Health Insurance Bill

On other issues, Bauer said that:

--While the Administration is still willing to work out a compromise on the catastrophic health insurance bill passed overwhelmingly by the House, the President is inclined to veto the measure if it passes the Senate without cost provisions’ being substantially reduced.

--The Administration dropped Reagan’s campaign pledge to eliminate the Education Department because it could find no more than seven or eight senators who were willing to endorse the idea and “decided instead to make sure that as long as we’re in office anyway that the department runs like a Reagan Department of Education, that is, to emphasize back-to-basic values, that sort of thing.”

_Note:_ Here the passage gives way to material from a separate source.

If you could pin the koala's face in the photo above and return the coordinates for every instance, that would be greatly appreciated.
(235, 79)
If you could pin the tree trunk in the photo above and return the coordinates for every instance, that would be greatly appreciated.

--He would oppose increasing federal funding to help border states such as California and Texas cope with the additional burden of providing services for illegal immigrants who are becoming legal under the new immigration law. In the long run, he said, the border states “are going to be helped a lot more by a vibrant long-term economic expansion than they will be by whether one categorical program in Washington has a couple billion more dollars in it or not.”